Parmi ceux-là encore, même si le texte laisse à désirer, c’est l’occasion pourtant de découvrir parfois un projet réussi, juste, bien réalisé. C’en est émouvant.
C’est ainsi que Chroniques d’architecture a publié l’une de ces réalisations, en l’occurrence la réhabilitation d’un immeuble art déco en 12 logements, l’occasion pour la rédaction d’envoyer un petit message aux promoteurs afin que, la prochaine fois, ils rendent grâce de son travail à l’architecte, Vincent Eschalier.
Quelques mois plus tard, idem. Nouveaux bâtiments, des maisons de ville, même architecte, même sentiment de justesse, mêmes promoteurs, nouvelle publication, nouvelle pique à destination des donneurs d’ordre qui suscite cette fois une réponse courroucée de ces derniers ; des avis différents et tranchés : c’est dit, nous n’aurons plus l’honneur de leurs communiqués. Fin de l’histoire.

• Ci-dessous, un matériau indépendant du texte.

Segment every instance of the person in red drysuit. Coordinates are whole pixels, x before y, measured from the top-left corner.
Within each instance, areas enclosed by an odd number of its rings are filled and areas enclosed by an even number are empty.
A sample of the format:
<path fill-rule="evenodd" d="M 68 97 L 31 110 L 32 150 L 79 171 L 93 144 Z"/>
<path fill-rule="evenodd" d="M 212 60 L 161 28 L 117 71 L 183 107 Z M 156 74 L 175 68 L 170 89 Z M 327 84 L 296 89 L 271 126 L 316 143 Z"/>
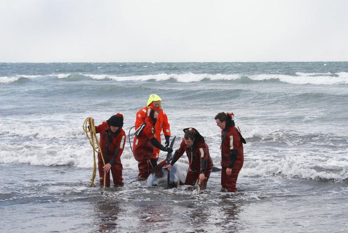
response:
<path fill-rule="evenodd" d="M 169 146 L 169 138 L 170 138 L 170 125 L 168 123 L 167 115 L 164 113 L 163 109 L 161 107 L 162 101 L 162 99 L 156 94 L 150 95 L 146 106 L 137 112 L 135 124 L 135 129 L 138 129 L 139 127 L 145 122 L 148 108 L 152 108 L 152 109 L 158 112 L 158 117 L 155 124 L 155 131 L 156 132 L 155 137 L 159 142 L 161 143 L 161 132 L 163 131 L 165 138 L 164 145 L 166 147 L 168 147 Z M 159 153 L 160 149 L 155 148 L 153 150 L 153 154 L 150 159 L 152 167 L 155 167 L 157 165 Z"/>
<path fill-rule="evenodd" d="M 236 184 L 244 162 L 243 143 L 246 141 L 235 127 L 234 114 L 220 112 L 215 116 L 221 128 L 221 186 L 229 192 L 237 191 Z"/>
<path fill-rule="evenodd" d="M 105 164 L 104 165 L 102 155 L 98 153 L 98 171 L 101 186 L 104 184 L 104 172 L 106 172 L 105 186 L 110 187 L 110 170 L 114 185 L 115 186 L 123 185 L 123 167 L 121 159 L 125 143 L 125 133 L 122 128 L 123 124 L 123 116 L 117 113 L 96 127 L 96 132 L 100 134 L 99 145 Z"/>
<path fill-rule="evenodd" d="M 146 179 L 152 170 L 152 165 L 150 161 L 154 151 L 154 147 L 169 152 L 173 149 L 164 147 L 156 138 L 156 123 L 158 112 L 151 107 L 147 109 L 145 122 L 143 123 L 134 133 L 135 136 L 133 142 L 133 155 L 138 161 L 139 173 L 138 177 Z"/>
<path fill-rule="evenodd" d="M 195 185 L 199 178 L 201 188 L 205 189 L 213 166 L 208 145 L 197 129 L 186 128 L 184 129 L 184 131 L 185 134 L 180 147 L 175 151 L 170 164 L 163 168 L 170 169 L 184 152 L 186 152 L 189 166 L 184 184 Z"/>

Au fil du temps, en effet, aucune autre nouvelle de ce Vincent Eschalier. Aucun souvenir d’une rencontre, ne serait-ce que par inadvertance, à l’un des multiples raouts dont les architectes sont ordinairement friands. Voilà un homme de l’art qui n’apparaît dans aucun des réseaux habituels, ne communique pas et dont nul(le) attaché(e) de presse ne vous serine l’excellence. D’où la question : un architecte peut-il, dans ce monde d’une cruelle compétitivité et tant attaché à l’image, aujourd’hui survivre sans communiquer ?
Rendez-vous est pris fin mars 2019 pour découvrir quel architecte se cache si discrètement derrière un logo sobre et de grande classe. La veille au soir de la rencontre, un communiqué de presse parvient à la rédaction. Il est dédié à l’opération bureaux Vivienne, près de la place la Bourse. Ha, ce Vincent Eschalier aurait-il viré sa cuti ? Encore raté !

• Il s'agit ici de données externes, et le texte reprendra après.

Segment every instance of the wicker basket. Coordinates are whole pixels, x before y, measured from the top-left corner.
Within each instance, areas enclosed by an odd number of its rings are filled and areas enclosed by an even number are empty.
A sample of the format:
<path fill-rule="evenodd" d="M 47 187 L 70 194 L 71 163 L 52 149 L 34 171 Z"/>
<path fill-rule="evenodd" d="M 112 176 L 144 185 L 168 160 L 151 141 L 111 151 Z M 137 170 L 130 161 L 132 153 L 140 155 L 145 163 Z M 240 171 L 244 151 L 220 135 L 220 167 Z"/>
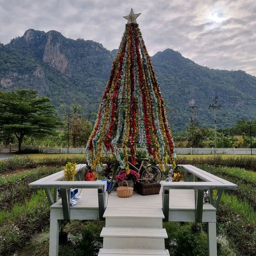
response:
<path fill-rule="evenodd" d="M 137 193 L 142 196 L 158 194 L 160 189 L 161 184 L 152 180 L 142 181 L 137 186 Z"/>
<path fill-rule="evenodd" d="M 123 186 L 123 183 L 124 181 L 126 182 L 127 186 Z M 133 194 L 133 188 L 129 187 L 126 180 L 123 180 L 121 186 L 116 189 L 116 192 L 117 192 L 117 196 L 118 197 L 131 197 Z"/>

Le lendemain matin, dans une agence pas très grande mais ensoleillée, rue Martel à Paris. Dans la salle de réunion emplie de petites et précises maquettes ciselées à l’imprimante 3D, Vincent Eschalier s’avère être un jeune homme – 37 ans – au sourire avenant.

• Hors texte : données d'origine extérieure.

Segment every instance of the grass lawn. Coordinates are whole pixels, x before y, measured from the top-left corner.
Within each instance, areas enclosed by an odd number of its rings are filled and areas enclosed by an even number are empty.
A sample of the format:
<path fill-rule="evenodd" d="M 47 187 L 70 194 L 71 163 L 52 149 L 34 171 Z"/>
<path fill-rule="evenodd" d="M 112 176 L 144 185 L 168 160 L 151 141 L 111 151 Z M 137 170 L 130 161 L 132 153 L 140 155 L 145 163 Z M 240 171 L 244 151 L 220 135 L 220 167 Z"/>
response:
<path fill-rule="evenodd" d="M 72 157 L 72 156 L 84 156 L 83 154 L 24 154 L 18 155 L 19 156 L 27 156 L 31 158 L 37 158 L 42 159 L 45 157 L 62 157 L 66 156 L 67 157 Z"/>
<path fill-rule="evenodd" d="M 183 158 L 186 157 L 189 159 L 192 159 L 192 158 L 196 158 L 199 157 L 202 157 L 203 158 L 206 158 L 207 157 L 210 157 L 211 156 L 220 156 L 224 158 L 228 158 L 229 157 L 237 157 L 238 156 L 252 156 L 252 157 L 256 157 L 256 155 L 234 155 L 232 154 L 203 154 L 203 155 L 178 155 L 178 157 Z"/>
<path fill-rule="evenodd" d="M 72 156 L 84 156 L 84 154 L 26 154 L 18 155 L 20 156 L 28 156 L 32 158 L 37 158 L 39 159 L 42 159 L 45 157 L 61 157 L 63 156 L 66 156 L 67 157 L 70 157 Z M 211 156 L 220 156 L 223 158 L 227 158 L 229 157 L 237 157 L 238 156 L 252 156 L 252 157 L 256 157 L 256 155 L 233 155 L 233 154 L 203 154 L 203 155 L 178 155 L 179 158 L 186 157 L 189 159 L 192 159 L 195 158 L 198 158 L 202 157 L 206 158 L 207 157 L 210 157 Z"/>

Sur une étagère, en bonne place, un Trophée, une coupe comme celles que l’on trouve dans l’armoire à récompenses d’un club sportif de village, avec le nom de l’équipe gravé dessus. Ici le nom est celui de l’agence, vainqueur d’un tournoi de rugby à 7 dans la catégorie Dodge Ball, une façon de jouer au rugby en courant beaucoup et sans se faire mal.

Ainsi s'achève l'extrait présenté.